SHELIAK (Beta Lyrae). So many star names -- Vega, Deneb, Rigel -- ring familiarly to the ear. Sheliak, at the dim end of third magnitude (3.45), is not among them. Only because the little star is an integral part of the exquisite constellation of Lyra, the Lyre or Harp, of which great Vega is king, does it even have a proper name. The southwestern-most star of the little parallelogram that makes the body of the Harp, and more commonly referred to by its Greek letter name, Beta Lyrae, "Sheliak" derives from a Greek then Arabic word that refers to the whole constellation, to the celestial harp itself, which in Greek mythology commemorates the lyre of Orpheus. Sheliak is one of the most confusing, heavily studied, and important stars of the nighttime sky. Located 962 light years away, give or take 48 (second Hipparcos reduction), it radiates the visible light of 4600 Suns (assuming 0.4 magnitudes of dimming by interstellar dust, which is probably high), and when the whole spectrum is included (see below), vastly more. Sheliak, however, it is not one star, but two, a bright bluish class B (B7) bright giant with a temperature of 14,500 Kelvin coupled with a much hotter, even bluer, B0.5 dwarf at 30,400 Kelvin. There is nothing rare about binary stars. Sheliak's stars, however, mutually eclipse each other. The plane of the orbit is pitched so that during an orbital period of 12.9 days each star (including a disk around the hotter one; see below) gets in the way of the other, the combined light of the system at minimum alternating between 50 and 75 percent of normal every 6.5 days. Sheliak's variations, easily visible to the naked eye by comparing the star to others in the constellation (specifically to Gamma Lyrae just to the east of it), were discovered in 1784.

light curve The light curve of Beta Lyrae, magnitude plotted against time, shows continuous variation over its 12.9-day period as a result of tidally distorted stars and flowing gas. The deeper primary eclipse takes place when a hot B0.5 dwarf hidden by a thick surrounding disk gets in front of a lesser but still very luminous B7 giant. The system has challenged astronomers for decades. From The Hundred Greatest Stars, J. B. Kaler, NY, Copernicus Books, 2002, as adapted from Burnham's Celestial Handbook, R. Burnham Jr., New York, Dover.
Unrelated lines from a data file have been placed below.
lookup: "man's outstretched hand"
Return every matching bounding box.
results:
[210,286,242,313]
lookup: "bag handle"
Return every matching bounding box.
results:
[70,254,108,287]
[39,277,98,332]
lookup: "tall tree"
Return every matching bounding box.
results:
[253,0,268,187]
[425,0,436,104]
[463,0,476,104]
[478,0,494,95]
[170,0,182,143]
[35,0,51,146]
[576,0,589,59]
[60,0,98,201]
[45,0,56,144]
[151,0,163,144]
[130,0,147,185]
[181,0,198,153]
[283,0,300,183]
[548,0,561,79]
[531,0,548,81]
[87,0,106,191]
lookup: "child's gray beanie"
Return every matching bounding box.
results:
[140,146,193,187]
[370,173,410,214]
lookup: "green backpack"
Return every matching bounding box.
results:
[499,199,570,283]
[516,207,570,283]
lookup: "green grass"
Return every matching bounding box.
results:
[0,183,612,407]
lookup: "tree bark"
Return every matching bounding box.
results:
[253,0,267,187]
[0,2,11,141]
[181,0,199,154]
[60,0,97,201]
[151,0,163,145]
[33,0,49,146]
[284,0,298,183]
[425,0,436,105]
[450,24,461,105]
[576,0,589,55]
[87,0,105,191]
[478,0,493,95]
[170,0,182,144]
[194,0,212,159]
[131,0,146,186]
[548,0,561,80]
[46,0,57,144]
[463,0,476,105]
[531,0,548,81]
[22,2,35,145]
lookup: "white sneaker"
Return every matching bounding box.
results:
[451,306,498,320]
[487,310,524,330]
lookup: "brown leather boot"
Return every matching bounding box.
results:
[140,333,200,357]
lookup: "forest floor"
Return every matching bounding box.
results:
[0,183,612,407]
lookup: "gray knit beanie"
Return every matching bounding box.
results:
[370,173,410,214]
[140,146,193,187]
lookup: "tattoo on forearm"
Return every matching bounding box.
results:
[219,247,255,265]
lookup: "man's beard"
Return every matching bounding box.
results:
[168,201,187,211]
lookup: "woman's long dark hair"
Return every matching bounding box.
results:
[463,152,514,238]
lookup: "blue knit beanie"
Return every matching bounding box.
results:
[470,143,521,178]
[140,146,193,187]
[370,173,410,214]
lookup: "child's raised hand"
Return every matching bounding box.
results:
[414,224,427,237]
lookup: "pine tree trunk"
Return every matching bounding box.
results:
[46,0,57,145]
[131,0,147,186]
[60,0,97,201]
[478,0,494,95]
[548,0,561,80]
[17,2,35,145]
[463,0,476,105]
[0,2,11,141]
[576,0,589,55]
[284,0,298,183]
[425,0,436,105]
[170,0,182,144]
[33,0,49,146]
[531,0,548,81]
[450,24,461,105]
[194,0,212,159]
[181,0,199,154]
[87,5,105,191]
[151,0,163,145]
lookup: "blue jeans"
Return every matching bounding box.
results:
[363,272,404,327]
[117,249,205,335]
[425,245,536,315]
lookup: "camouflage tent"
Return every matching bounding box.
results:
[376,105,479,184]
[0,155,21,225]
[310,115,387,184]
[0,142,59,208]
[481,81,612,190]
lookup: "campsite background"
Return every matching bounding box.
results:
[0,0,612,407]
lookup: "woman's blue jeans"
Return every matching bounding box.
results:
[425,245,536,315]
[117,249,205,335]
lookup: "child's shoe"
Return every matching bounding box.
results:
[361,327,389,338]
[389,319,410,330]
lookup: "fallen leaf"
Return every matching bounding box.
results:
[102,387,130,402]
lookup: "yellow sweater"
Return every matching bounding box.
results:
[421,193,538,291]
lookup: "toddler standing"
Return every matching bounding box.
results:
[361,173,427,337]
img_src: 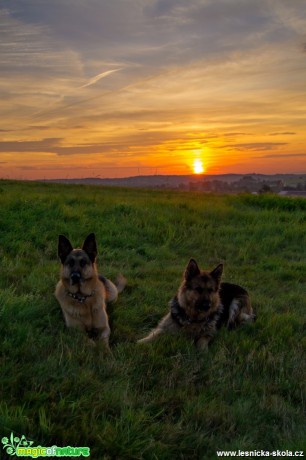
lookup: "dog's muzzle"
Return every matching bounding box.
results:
[70,272,81,284]
[196,301,211,311]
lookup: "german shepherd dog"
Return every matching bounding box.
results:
[55,233,126,348]
[138,259,256,349]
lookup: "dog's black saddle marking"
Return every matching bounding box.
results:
[170,296,223,327]
[67,291,95,303]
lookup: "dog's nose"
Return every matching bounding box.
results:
[70,272,81,284]
[197,300,210,311]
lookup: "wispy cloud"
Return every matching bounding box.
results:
[80,69,122,88]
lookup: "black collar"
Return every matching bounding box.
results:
[170,296,223,326]
[66,291,95,303]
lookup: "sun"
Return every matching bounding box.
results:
[193,160,204,174]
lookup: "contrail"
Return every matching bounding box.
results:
[80,69,121,89]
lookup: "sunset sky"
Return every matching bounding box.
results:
[0,0,306,179]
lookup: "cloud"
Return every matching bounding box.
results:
[222,142,287,152]
[269,131,296,136]
[253,153,306,158]
[80,69,121,88]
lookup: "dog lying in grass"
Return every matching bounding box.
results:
[138,259,256,349]
[55,233,126,347]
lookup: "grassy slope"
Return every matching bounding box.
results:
[0,182,306,460]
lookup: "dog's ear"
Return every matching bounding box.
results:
[210,264,223,284]
[82,233,98,263]
[184,259,200,281]
[58,235,73,264]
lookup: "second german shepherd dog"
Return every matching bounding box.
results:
[55,233,126,347]
[138,259,256,349]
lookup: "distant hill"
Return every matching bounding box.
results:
[46,173,306,189]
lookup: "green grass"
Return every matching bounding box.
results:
[0,181,306,460]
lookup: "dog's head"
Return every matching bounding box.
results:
[58,233,97,287]
[178,259,223,317]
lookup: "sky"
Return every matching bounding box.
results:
[0,0,306,179]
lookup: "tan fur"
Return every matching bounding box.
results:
[138,259,255,349]
[55,234,126,347]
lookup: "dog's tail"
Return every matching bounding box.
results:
[115,274,127,294]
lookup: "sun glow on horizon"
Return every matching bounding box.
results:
[193,159,204,174]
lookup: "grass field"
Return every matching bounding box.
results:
[0,181,306,460]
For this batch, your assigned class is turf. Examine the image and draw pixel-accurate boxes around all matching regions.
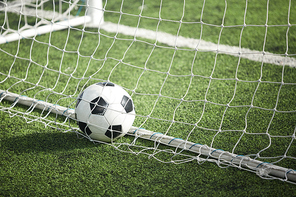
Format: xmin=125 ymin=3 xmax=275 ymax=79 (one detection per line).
xmin=0 ymin=1 xmax=296 ymax=196
xmin=0 ymin=116 xmax=295 ymax=196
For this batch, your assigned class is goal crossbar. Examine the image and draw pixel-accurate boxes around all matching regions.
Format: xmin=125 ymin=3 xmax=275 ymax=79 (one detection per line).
xmin=0 ymin=90 xmax=296 ymax=183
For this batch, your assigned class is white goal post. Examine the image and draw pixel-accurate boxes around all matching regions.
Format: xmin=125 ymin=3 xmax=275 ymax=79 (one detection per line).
xmin=0 ymin=0 xmax=296 ymax=184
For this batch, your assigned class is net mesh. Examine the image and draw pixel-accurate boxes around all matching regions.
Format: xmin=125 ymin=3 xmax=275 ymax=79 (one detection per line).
xmin=0 ymin=0 xmax=296 ymax=182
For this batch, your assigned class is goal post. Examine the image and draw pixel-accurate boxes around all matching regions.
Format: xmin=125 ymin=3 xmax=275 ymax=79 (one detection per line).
xmin=0 ymin=90 xmax=296 ymax=182
xmin=0 ymin=0 xmax=104 ymax=44
xmin=0 ymin=0 xmax=296 ymax=184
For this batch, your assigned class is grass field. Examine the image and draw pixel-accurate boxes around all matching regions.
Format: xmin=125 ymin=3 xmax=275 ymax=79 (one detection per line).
xmin=0 ymin=1 xmax=296 ymax=196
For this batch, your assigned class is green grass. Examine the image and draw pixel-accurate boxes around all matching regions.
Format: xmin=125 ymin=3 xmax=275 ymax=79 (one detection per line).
xmin=0 ymin=116 xmax=295 ymax=196
xmin=0 ymin=1 xmax=296 ymax=196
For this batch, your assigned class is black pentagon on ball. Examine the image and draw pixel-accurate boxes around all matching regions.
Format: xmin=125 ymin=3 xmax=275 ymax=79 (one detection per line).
xmin=77 ymin=121 xmax=92 ymax=135
xmin=97 ymin=82 xmax=115 ymax=87
xmin=105 ymin=125 xmax=122 ymax=139
xmin=121 ymin=95 xmax=134 ymax=113
xmin=76 ymin=92 xmax=84 ymax=107
xmin=89 ymin=96 xmax=109 ymax=116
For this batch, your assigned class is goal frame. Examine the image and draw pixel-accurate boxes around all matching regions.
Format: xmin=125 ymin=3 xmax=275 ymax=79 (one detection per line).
xmin=0 ymin=0 xmax=296 ymax=184
xmin=0 ymin=90 xmax=296 ymax=183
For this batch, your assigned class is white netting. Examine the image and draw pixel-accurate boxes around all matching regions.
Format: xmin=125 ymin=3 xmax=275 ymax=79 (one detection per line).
xmin=0 ymin=0 xmax=296 ymax=181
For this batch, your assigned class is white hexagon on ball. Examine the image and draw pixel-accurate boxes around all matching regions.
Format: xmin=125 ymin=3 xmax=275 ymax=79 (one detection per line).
xmin=75 ymin=82 xmax=136 ymax=142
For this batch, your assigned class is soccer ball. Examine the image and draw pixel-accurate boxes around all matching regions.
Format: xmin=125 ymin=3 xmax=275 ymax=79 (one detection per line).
xmin=75 ymin=82 xmax=135 ymax=142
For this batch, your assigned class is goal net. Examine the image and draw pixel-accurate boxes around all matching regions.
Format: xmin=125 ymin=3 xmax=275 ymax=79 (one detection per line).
xmin=0 ymin=0 xmax=296 ymax=184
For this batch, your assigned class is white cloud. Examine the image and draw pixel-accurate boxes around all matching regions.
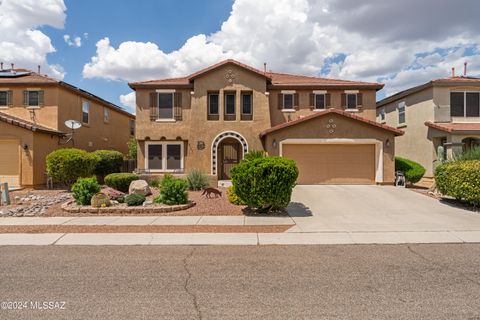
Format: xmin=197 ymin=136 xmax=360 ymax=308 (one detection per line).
xmin=120 ymin=92 xmax=137 ymax=114
xmin=83 ymin=0 xmax=480 ymax=100
xmin=0 ymin=0 xmax=66 ymax=79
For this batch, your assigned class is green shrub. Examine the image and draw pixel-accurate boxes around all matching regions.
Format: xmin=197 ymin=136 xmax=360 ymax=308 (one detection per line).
xmin=47 ymin=149 xmax=100 ymax=186
xmin=187 ymin=169 xmax=208 ymax=191
xmin=395 ymin=157 xmax=425 ymax=183
xmin=227 ymin=186 xmax=246 ymax=206
xmin=105 ymin=172 xmax=138 ymax=192
xmin=92 ymin=150 xmax=123 ymax=177
xmin=243 ymin=150 xmax=266 ymax=161
xmin=154 ymin=174 xmax=188 ymax=206
xmin=230 ymin=157 xmax=298 ymax=213
xmin=435 ymin=160 xmax=480 ymax=206
xmin=72 ymin=177 xmax=100 ymax=206
xmin=124 ymin=193 xmax=145 ymax=207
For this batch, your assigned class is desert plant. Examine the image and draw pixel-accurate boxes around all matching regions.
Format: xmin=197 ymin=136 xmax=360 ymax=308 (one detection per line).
xmin=230 ymin=157 xmax=298 ymax=213
xmin=124 ymin=193 xmax=145 ymax=207
xmin=72 ymin=177 xmax=100 ymax=206
xmin=154 ymin=174 xmax=188 ymax=206
xmin=187 ymin=169 xmax=208 ymax=191
xmin=227 ymin=186 xmax=246 ymax=206
xmin=435 ymin=160 xmax=480 ymax=206
xmin=243 ymin=150 xmax=266 ymax=161
xmin=90 ymin=192 xmax=111 ymax=208
xmin=105 ymin=172 xmax=138 ymax=192
xmin=92 ymin=150 xmax=123 ymax=177
xmin=395 ymin=157 xmax=425 ymax=183
xmin=47 ymin=149 xmax=100 ymax=186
Such eclipsing doubles (the most famous being Algol in Perseus) tell a great deal about stars, helping to determine their various parameters. Theoretical modeling of the visual light curve, the graph of stellar brightness vs. time, shows that once its ultraviolet light is taken into account, the B7 giant radiates with the luminosity of 8300 times that of the Sun, the B0.5 dwarf shining at 27,700 Suns, some three times more. The radii figure in at 14.4 and 6.0 times solar, and the masses at 2.25 and 13.3 Suns. The two stars are close together, about a quarter of an Astronomical Unit apart. Tidal forces severely distort the lesser B7 giant, forcing it to fill its "Roche Lobe," a teardrop-shaped "surface" along which the gravities of the stars (including forces from their whirling motion) balance each other. As a result, as the giant evolves it sends mass through the point of the teardrop at a rate of about a hundred thousandth of a solar mass per year (a billion times the flow rate of the solar wind) toward the more massive dwarf, which then gains weight at the expense of the other. The flowing matter, however, does not flow directly from the "loser" onto the "gainer," but first enters into a thick disk from which it later falls. The disk is so opaque that the hotter, more massive gainer is mostly hidden. The activity is so energetic that the opposing jets squirt perpendicularly outward from the disk. Between the distortion of the orbiting, eclipsing, stars, and the flowing mass, the brightness of the star changes continuously, whether in eclipse or not.

The greater the mass of a star, the shorter its lifetime, that is, the faster it turns from a hydrogen-fusing dwarf into a giant. Yet here it is the lesser star that has seemingly evolved first. It USED to be the more massive, but has now lost much of itself to the B0.5 gainer, which is literally consuming its companion. Such mass transfer is profoundly important in the lives of close double stars and produces some of the more bizarre of celestial phenomena (including Sheliak!). In extreme cases, one star can actually orbit inside the extended envelope of an expanding, dying giant star, gradually bringing the two closer together and setting the stage for later stellar explosions. At the limit, the companion just literally disappears, not even a ghost of itself left. Even if the star itself were ordinary, it would be significant as an excellent guide to the famed Ring Nebula in Lyra, Messier 57, which lies almost exactly between it and Gamma Lyrae (Sulafat). (Data and analysis taken largely from articles by J. R. Lomax et al., Astrophysical Journal for May 1, 2012, and by R. E. Mennickent and G. Djurasevic, Monthly Notices of the RAS for April 19, 2013. (8/14/98; revised 11/07/13).